Gostling's Walk in and about the City of Canterbury appeared in 1774. A second corrected edition, in 1777, was for the benefit of his surviving daughter, Hester Gostling, and friends contributed additional plates. Other editions were issued in 1779, 1796, 1804, and 1825. The account of the painted windows in the cathedral was supplied by Dr. Osmund Beauvoir, head-master of the King's School.

A manuscript account of William Hogarth's expedition in 1732, by Ebenezer Forrest, was given to Gostling, who turned the narrative into verse. It was printed by John Nichols in 1781; and later inserted in his Anecdotes of Hogarth (1782), and by William Hone in his Table-book. It was reprinted by John Camden Hotten in 1872.

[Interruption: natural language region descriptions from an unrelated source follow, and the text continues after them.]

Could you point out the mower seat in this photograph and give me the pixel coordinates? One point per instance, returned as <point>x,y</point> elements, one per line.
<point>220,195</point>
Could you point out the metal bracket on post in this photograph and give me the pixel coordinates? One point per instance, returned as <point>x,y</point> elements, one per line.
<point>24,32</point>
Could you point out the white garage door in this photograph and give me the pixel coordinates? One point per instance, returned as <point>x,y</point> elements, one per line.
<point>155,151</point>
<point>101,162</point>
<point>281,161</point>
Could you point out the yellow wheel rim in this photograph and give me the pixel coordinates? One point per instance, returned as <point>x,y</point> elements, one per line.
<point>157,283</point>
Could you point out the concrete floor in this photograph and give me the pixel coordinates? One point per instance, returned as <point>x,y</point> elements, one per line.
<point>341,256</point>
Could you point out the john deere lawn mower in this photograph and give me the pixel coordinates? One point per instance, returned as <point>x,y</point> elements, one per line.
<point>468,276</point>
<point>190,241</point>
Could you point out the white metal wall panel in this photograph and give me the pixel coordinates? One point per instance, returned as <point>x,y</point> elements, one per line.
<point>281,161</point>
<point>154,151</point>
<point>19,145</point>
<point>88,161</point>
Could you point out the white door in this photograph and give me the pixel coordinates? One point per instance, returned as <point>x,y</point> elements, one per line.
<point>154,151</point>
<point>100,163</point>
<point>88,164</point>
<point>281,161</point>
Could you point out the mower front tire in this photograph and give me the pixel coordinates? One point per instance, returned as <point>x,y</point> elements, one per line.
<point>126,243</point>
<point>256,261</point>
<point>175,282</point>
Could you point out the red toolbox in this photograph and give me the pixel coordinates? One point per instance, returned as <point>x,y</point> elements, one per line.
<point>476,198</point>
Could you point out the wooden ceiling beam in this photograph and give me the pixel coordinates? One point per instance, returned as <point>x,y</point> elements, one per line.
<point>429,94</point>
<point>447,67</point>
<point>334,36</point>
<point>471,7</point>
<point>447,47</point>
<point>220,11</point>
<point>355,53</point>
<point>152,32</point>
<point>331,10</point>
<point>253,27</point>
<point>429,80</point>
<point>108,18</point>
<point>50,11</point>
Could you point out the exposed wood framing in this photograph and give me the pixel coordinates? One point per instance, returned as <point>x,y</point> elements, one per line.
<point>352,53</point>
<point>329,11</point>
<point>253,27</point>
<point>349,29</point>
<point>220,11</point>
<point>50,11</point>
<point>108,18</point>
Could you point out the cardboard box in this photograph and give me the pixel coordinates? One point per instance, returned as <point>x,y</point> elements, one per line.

Gostling contributed to the Philosophical Transactions, xli. 871, an "Account of a Fireball and Explosion at Canterbury", and to the Gentleman's Magazine.

==Family==
Gostling married in Canterbury Cathedral, on 3 October 1717, Hester Thomas. They were both then described as of the precincts. She died on 24 February 1760, aged 64, and was buried in the cloisters on 3 March. Six of their children died young; two sons and one daughter survived. They were commemorated on an oval marble tablet on the west side of the cloisters at Canterbury.